Cython bindings and Python interface to FAMSA, an algorithm for ultra-scale multiple sequence alignments.

Actions Coverage PyPI Bioconda AUR Wheel Versions Implementations License Source Mirror Issues Docs Changelog Downloads

Overview#

FAMSA is a method published in 2016 by Deorowicz et al. for large-scale multiple sequence alignments. It uses state-of-the-art time and memory optimizations as well as a fast guide tree heuristic to reach very high performance and accuracy.

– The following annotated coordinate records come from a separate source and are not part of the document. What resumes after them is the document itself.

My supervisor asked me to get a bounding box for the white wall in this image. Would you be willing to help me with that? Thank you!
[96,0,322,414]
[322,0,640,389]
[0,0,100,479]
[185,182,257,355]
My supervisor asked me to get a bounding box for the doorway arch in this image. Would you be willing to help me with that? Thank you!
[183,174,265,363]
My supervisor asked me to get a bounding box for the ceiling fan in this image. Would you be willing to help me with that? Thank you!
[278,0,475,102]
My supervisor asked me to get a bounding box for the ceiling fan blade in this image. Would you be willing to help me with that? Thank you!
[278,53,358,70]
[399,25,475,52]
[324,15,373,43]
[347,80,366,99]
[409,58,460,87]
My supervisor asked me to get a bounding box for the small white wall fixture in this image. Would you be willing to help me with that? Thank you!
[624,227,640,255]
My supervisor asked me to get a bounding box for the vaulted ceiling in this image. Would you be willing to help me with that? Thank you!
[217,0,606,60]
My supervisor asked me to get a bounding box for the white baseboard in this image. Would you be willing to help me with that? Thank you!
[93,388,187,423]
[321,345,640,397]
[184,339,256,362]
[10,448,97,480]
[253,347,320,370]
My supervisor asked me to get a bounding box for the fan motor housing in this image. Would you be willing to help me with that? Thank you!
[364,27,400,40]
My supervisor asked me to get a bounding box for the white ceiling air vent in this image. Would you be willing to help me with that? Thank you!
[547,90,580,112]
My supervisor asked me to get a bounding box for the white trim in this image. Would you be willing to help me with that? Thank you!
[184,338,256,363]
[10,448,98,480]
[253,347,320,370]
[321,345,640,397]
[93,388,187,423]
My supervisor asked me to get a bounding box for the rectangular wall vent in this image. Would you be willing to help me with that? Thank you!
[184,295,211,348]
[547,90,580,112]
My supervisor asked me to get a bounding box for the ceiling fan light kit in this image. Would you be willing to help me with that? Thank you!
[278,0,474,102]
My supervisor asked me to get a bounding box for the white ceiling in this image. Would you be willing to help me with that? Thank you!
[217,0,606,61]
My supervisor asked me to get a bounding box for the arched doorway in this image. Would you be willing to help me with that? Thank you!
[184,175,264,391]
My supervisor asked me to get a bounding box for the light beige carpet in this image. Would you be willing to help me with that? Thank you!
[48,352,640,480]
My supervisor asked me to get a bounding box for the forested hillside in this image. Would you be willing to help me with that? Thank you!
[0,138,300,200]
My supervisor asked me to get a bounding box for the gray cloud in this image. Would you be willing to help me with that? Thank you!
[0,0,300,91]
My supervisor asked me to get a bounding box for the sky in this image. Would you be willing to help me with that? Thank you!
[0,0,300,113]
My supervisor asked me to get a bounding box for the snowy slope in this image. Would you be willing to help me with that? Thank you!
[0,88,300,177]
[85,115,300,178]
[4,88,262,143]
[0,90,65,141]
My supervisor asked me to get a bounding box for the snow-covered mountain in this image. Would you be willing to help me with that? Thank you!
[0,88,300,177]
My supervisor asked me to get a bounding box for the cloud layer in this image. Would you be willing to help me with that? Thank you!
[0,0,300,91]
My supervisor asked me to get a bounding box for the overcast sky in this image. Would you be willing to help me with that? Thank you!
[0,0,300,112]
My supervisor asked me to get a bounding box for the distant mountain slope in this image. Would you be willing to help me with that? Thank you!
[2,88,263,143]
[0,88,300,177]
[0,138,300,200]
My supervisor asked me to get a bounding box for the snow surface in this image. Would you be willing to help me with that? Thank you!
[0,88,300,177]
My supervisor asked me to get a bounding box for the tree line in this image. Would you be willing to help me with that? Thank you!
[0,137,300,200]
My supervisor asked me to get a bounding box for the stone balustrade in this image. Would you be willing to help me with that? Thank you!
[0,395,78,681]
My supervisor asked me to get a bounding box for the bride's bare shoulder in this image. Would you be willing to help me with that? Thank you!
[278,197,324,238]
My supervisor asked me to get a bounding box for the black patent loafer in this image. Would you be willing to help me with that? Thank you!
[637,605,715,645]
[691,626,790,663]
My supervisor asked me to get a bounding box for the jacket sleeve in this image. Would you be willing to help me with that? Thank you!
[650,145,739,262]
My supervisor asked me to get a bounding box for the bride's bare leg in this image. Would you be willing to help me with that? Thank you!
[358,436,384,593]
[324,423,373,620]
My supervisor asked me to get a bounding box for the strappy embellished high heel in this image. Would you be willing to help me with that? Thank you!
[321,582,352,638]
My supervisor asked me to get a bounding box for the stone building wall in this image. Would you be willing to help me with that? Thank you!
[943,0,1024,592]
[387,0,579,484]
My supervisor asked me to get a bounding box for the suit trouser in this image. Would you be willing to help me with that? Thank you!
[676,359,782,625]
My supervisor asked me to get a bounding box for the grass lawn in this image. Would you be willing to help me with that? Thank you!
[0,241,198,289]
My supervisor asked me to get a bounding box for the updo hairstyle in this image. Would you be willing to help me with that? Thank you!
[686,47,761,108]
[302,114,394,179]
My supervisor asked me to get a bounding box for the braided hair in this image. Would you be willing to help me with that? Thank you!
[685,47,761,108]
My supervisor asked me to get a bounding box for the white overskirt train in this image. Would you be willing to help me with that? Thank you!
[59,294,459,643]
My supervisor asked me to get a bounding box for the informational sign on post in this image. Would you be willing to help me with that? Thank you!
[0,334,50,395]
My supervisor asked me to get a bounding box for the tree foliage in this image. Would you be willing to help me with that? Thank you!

pyfamsa is a Python module that provides bindings to FAMSA using the Cython language. It implements a user-friendly, Pythonic interface to align protein sequences using different parameters and access results directly. It interacts with the FAMSA library interface, which has the following advantages:

Batteries-included

Just add pyfamsa as a pip or conda dependency, no need for the FAMSA binary or any external dependency.

Flexible

Create input Sequence objects programmatically through the Python API.

Practical

Retrieve alignments as dedicated Alignment objects using the compressed gap representation from FAMSA.

Parallel

Run computations in parallel using the FAMSA threading model built on POSIX threads.

Consistent

Get the same results as the latest FAMSA version (2.2.0).

Feature-complete

Access all the features of the original CLI through the Python API.

Setup#

Run pip install pyfamsa in a shell to download the latest release and all its dependencies from PyPi, or have a look at the Installation page to find other ways to install pyfamsa.

Library#

License#

This library is provided under the GNU General Public License v3.0.

FAMSA is developed by the REFRESH Bioinformatics Group and is distributed under the terms of the GPLv3 as well.

This project is in no way not affiliated, sponsored, or otherwise endorsed by the original FAMSA authors. It was developed by Martin Larralde during his PhD project at the European Molecular Biology Laboratory in the Zeller team.